■近代日本美術教育史研究
■関連資料
▶︎山本鼎
山本 鼎(やまもと かなえ、1882年(明治15年)10月14日 – 1946年(昭和21年)10月8日) は、愛知県額田郡岡崎町(現・岡崎市)出身の版画家・洋画家・教育者。16歳からは長野県上田市に住み、美術の大衆化、民衆芸術運動のなかに身を投じた。長男は詩人の山本太郎。画家で詩人の村山槐多は従弟。
▶︎帰国後の活動
1918年(大正7年)には、戸張孤雁らと日本創作版画協会を設立[1]。日本画、洋画と並ぶべき版画の独自性を主張するなど今日の創作版画の隆盛をもたらすことに貢献した。(「版画」という語は鼎の造語であるといわれている。「平凡社、世界大百科事典」)また同年、小県郡神川小学校で「児童自由画の奨励」の講演を行ったことを契機に、子供に自由に描かせる自由画運動を推進することになった。1919年(大正8年)には、農民美術練習所を開講し[1]、終生農民美術振興に献身することになった。また、鼎は描きやすい画材の研究をかさね、クレパスを考案したことでも知られている。
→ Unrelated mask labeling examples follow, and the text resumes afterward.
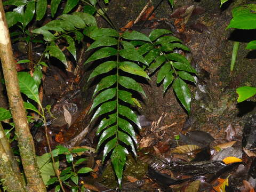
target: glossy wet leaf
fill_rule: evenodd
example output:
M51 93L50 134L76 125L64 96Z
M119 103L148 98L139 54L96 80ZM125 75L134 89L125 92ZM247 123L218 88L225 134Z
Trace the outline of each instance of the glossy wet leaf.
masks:
M104 162L106 157L108 155L108 153L113 149L116 146L116 143L117 141L117 139L116 137L114 138L113 139L108 141L104 147L104 150L103 150L103 158L102 158L102 162Z
M185 154L200 149L201 148L195 145L186 145L176 147L171 151L172 153Z
M143 91L141 86L133 78L121 76L118 78L118 83L125 88L138 91L139 93L141 93L144 97L146 97L146 94L144 91Z
M133 122L133 123L134 123L139 127L139 128L141 129L137 116L130 108L118 104L118 113L120 115L125 116Z
M94 53L91 57L87 60L84 64L93 61L95 61L97 59L105 58L112 55L115 55L117 54L117 50L113 47L103 47L95 53Z
M63 11L63 14L68 13L70 12L77 4L79 0L68 0Z
M111 114L108 115L107 117L104 118L100 122L99 126L98 126L97 130L97 135L99 135L103 130L104 130L107 126L112 125L115 122L116 122L117 119L117 114L114 113L113 114Z
M81 18L84 23L89 26L97 26L95 18L90 14L83 12L75 12L73 13L74 15L77 15Z
M119 68L130 74L139 75L148 79L150 78L148 74L147 74L141 67L132 62L121 62L119 63Z
M94 96L94 95L99 91L113 85L116 82L116 75L109 75L104 77L97 84L97 86L96 86L96 88L95 88L93 96Z
M103 142L106 141L106 140L113 136L116 133L116 125L114 125L107 129L102 132L100 135L100 139L99 139L99 142L98 142L97 150L99 149L101 144L102 144Z
M80 169L78 171L77 171L77 173L87 173L91 171L94 171L90 167L83 167Z
M113 99L116 94L116 88L108 89L100 92L94 99L93 103L90 109L90 113L100 103Z
M68 46L67 47L67 49L70 52L70 53L73 55L75 60L76 61L76 45L75 44L75 41L73 38L70 36L67 35L65 35L63 36L63 37L66 38L67 42L68 43Z
M36 20L41 20L44 17L47 9L47 0L36 1Z
M169 86L173 81L174 77L172 74L173 73L173 72L172 71L169 71L165 75L165 77L164 78L164 82L163 83L164 93L165 92Z
M135 147L133 145L133 142L132 141L132 140L131 139L130 136L128 135L127 134L125 134L122 131L119 131L118 135L118 140L124 142L128 146L130 146L132 148L132 151L133 153L133 155L136 156L136 151L135 150Z
M27 72L19 72L18 73L18 78L20 92L37 103L40 103L38 96L38 86L30 75Z
M153 48L154 46L151 43L145 43L139 47L138 49L138 52L139 54L142 55L150 51Z
M47 50L49 51L49 54L51 57L57 58L65 65L66 68L68 68L65 55L57 45L54 43L51 44L51 45L47 47Z
M181 41L179 38L172 36L164 36L157 39L154 44L155 45L165 44L175 42L181 42Z
M12 117L12 115L9 110L0 107L0 121L9 119Z
M52 0L51 1L51 13L52 17L54 17L61 1L61 0Z
M87 81L89 81L92 78L97 76L97 75L110 71L114 68L116 68L116 62L113 61L106 61L100 64L97 67L96 67L94 70L93 70L92 73L90 75Z
M134 105L134 103L132 98L132 94L128 91L124 90L118 91L118 98L123 101L127 102L132 105Z
M92 122L95 118L107 113L113 111L116 109L116 101L109 101L103 103L95 112L91 120Z
M242 86L236 89L236 93L238 94L237 102L242 102L256 94L256 87L248 86Z
M173 66L177 69L196 73L196 71L190 64L188 65L180 62L174 62Z
M119 33L110 28L97 28L91 32L90 36L92 38L100 36L119 37Z
M180 78L176 78L173 83L173 90L179 101L188 113L190 113L191 94L188 85Z
M256 49L256 41L252 41L250 42L247 44L245 49Z
M115 148L111 155L112 164L117 178L119 187L121 186L123 170L124 170L124 165L126 161L126 155L127 154L128 151L127 149L118 145Z
M149 69L151 69L151 73L155 71L165 61L166 58L164 55L159 55L155 59L155 62L150 65Z
M138 51L134 48L122 49L120 50L119 54L124 59L141 62L148 66L148 63L142 55L140 54Z
M59 17L59 18L67 22L71 23L78 28L83 28L86 27L86 25L83 19L76 14L63 14Z
M136 31L125 32L122 36L123 38L126 39L141 40L151 42L150 39L145 34Z
M239 159L239 158L236 157L227 157L222 159L222 161L225 163L226 165L230 164L230 163L238 163L238 162L242 162L243 161L241 159Z
M147 63L150 64L156 57L159 55L160 53L160 50L158 49L154 49L148 52L145 56L145 60Z
M135 143L137 143L137 139L136 139L136 135L135 131L131 124L126 120L122 118L118 117L118 126L124 132L129 134L132 138Z
M33 19L36 10L36 2L31 1L26 6L25 13L24 13L23 27L26 27Z
M95 40L86 51L92 49L95 49L102 46L112 46L117 44L117 40L110 37L98 37L94 38Z
M172 33L170 30L167 29L155 29L151 31L148 37L149 37L149 39L151 41L154 41L159 37L169 34L172 34Z
M156 82L157 83L160 83L163 79L165 77L166 74L171 70L171 64L170 62L164 63L164 65L162 66L161 69L159 70L158 73L157 74L157 79Z
M179 76L183 79L192 82L195 82L196 81L194 77L186 71L179 71L177 72Z

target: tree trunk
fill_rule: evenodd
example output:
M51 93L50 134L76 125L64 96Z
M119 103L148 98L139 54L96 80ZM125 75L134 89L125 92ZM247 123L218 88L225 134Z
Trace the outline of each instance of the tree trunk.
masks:
M36 163L35 146L20 92L11 39L2 0L0 0L0 58L11 112L29 191L46 191Z

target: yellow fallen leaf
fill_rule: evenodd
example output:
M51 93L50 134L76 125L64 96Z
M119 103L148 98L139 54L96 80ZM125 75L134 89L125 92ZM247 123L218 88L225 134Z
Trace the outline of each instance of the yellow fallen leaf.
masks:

山本の郷里の知り合いが星野温泉の支配人をしていたことから、帰国後の第一作「温泉道」を軽井沢で描いて発表したところ、富岡製糸場の所長から申し出があり、軽井沢のアトリエを進呈された。所長は、偶然軽井沢で画作に励む山本を目撃し、その真摯な姿勢に感激したゆえの好意だったという。